2-(3-Chloro-4-tert-butyldimethylsilyloxyiminocyclopentylmethyl)-malononitrile (11)
To a solution of α-chloroketone 10 (17 mg, 0.086 mmol) in dichloromethane (3 mL) were added O-(tert-butyldimethylsilyl)-hydroxylamine (16.5 mg, 0.11 mmol), 4Å molecular sieves (crushed), and a catalytic amount of PPTS. The mixture was stirred at rt for 24 h and then filtered through a pad of Celite. The solvent was removed under reduced pressure and the residue was purified by flash chromatography (30% ether/hexanes) to afford the α-chloro-O-silylketoxime 10 as a colorless oil (18 mg, 64%). 1H NMR (300 MHz, CDCl3, complex mixture of diastereomers including oxime geometric isomers) δ 4.88-4.54 (m, 1H), 3.63-3.57 (m, 1H), 2.86-2.42 (m, 2H), 2.24-1.89 (m, 4H), 1.76-1.61 (m, 1H), 0.77-0.70 (m, 9H), 0.01-0.00 (m, 6H); 13C NMR (75 MHz, CDCl3) δ 165.5, 165.0, 164.5, 164.1, 112.6, 112.5, 58.4, 56.0, 50.7, 42.3, 41.2, 36.7, 36.1, 35.8, 33.4, 32.1, 31.9, 26.4, 26.3, 26.3, 22.0, 21.9, 18.5, 18.5, −4.8, −4.8; HRMS-AP [M + H]+ calcd for C15H25ClN3OSi, 326.1455; found, 326.1459.
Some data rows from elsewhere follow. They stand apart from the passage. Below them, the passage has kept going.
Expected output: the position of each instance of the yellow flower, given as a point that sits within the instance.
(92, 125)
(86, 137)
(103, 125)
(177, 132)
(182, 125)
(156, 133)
Typical Intramolecular Nitrosoalkene Cyclization: 6-Hydroxyiminobicyclo[2.2.1]heptane-2,2-dicarbonitrile (13)
To a stirred solution of O-silyloxime 11 (16.3 mg, 0.05 mmol) in THF (3 mL) at −78 °C was added dropwise KHMDS (0.5 M in toluene, 0.12 mL, 0.06 mmol) via syringe, and the reaction mixture was stirred at −78 °C for 1 h. TBAF (1 M in THF, 0.05 mL, 0.05 mmol) was added dropwise via syringe, and the mixture was warmed to rt over 3 h. Saturated aqueous NH4Cl was then added. The mixture was extracted with ether and the combined extracts were dried over Na2SO4. The solvent was removed under reduced pressure and the residue was purified by flash chromatography (75% ether/pentane) to afford the bridged bicyclic oxime 13 as a single geometric isomer (7.1 mg, 82%). 1H NMR (300 MHz, CDCl3) δ 7.94 (br s, 1H), 3.37 (d, J = 1.2 Hz, 1H), 2.70-2.66 (m, 1H), 2.47-2.31 (m, 2H), 2.14 (dd, J = 3.3, 17.9 Hz, 1H), 2.02 (dd, J = 2.5, 13.4 Hz, 1H), 1.90-1.84 (m, 1H), 1.79-1.67 (m, 1H); 13C NMR (75 MHz, CDCl3) δ 156.7, 114.5, 113.5, 50.9, 42.2, 36.9, 34.4, 32.8, 32.5; HRMS-EI [M]+ calcd for C9H9N3O, 175.0746; found, 175.0759.
6,6-Dibenzoylbicyclo[2.2.1]heptan-2-one Oxime (19)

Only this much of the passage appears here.